カメラを胸元に抱えたまま、こちらを見ている。目は焦点を失っていた。
俺は慌てて駆け寄る。
「久賀さん? どうした?」
「いや……俺……何か思い出そうとしたら、名前が……」
彼は指先で自分のこめかみを押さえた。
「ここに、“音”がある気がするんだ。でも……それが何を意味するのか、わからない……」
「久賀亮だろ? 記録係の」
そう告げると、久賀は目を見開いた。だが、すぐに首を横に振った。
「いや、それ……違う。違う気がする。それ、たぶん“さっきの俺”の名前なんだよ」
「さっきの……?」
「……俺、今の俺は……それじゃない気がする。だって、“久賀亮”って名前に、感情がついてこない。声に出しても、俺の中に入ってこないんだ」
彼の言葉に、背筋が冷たくなる。“名前”が、ただの記号に変わっていく――その瞬間。
「それってつまり……お前が、都市に“取り込まれ始めてる”ってことなのか……」
久賀は静かに笑った。だがその笑みには、不安も恐れもなかった。ただ“実感がない”という空虚だけがあった。
「名前を忘れるって、こわいね。今、自分が話してるってことだけはわかるけど……“俺”って言葉に、つながってない」
「お兄ちゃん、それが“最初のサイン”だよ」
ノアがすっと俺の隣に立った。
誰が呼んだわけでもない。彼女は、忘れられた名前の“匂い”に気づくように、そこへ現れた。

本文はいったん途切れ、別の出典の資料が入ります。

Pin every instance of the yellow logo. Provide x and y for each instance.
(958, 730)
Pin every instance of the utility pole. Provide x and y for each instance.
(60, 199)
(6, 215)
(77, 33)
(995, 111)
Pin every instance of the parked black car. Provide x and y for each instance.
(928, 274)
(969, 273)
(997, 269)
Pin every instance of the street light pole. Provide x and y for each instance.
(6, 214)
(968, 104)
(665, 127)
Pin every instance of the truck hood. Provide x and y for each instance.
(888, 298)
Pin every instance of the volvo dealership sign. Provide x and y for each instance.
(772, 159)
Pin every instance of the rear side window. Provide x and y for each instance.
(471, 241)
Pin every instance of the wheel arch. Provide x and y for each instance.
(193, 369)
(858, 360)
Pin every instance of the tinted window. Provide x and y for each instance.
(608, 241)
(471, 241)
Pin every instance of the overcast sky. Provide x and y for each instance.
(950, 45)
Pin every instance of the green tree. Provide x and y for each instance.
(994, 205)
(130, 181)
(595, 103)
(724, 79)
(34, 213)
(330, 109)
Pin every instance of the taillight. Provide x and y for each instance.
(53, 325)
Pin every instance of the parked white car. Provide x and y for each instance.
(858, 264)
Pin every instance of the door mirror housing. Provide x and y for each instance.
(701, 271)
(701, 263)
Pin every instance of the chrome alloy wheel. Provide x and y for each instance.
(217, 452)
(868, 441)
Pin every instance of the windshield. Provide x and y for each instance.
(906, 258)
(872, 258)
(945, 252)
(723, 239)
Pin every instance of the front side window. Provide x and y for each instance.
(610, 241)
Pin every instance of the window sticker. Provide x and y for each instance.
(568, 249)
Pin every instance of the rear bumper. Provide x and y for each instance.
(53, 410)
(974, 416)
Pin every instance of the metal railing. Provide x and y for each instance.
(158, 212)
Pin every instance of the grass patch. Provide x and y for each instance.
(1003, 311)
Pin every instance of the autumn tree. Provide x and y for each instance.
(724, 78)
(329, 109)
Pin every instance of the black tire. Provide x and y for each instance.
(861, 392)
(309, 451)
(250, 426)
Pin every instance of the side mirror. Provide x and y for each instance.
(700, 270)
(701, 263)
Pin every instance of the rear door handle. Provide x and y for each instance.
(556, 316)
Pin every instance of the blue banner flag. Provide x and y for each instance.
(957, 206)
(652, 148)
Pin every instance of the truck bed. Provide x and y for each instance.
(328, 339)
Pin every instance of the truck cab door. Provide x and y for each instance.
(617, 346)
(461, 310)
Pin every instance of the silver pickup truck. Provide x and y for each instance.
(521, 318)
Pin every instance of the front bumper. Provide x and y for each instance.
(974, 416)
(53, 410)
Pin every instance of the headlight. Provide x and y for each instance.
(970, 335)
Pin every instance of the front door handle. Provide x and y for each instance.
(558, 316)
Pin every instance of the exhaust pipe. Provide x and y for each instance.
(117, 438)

「名前が消えるとね、その人は自分を思い出すために、“他人の言葉”に頼るようになるの。でもそれって、もう“自分の時間”じゃなくなるってこと」
俺は、久賀の顔を見た。
さっきまで仲間だったはずの顔に、ほんのわずかな“他人の輪郭”が浮かんでいた。
「大丈夫。まだ、全部は消えてない」
ノアが言った。
「でも……このままじゃ、“久賀さん”は久賀さんじゃなくなる。この都市の“音”になっちゃう」
⸻
それは、人間という存在が崩れ始める音だった。記憶よりも先に、“名前”が奪われる。
存在の“輪郭”が、都市に吸われていく――
そういう場所なのだ、ここは。
⸻
その夜、ノアは俺の隣に座って、火の揺らめきをじっと見ていた。
「お兄ちゃん、もうすぐみんな、忘れるよ。カエデさんも、ハルカさんも、名前を呼んでも、返事がなくなる」
「それでも、俺は……覚えてる」
俺は言った。
「お前がここにいることも、弟の顔も、あの都市が浮かんでいることも、全部」
「じゃあ、わたしのことも覚えててね」
ノアはそっと言った。
「わたし、わたし自身を信じられなくなるときが来るから。“わたしって誰だっけ?”って思ったときに、お兄ちゃんの顔が浮かべば、きっと大丈夫」
⸻
翌朝。
俺以外の誰も、ノアの存在を覚えていなかった。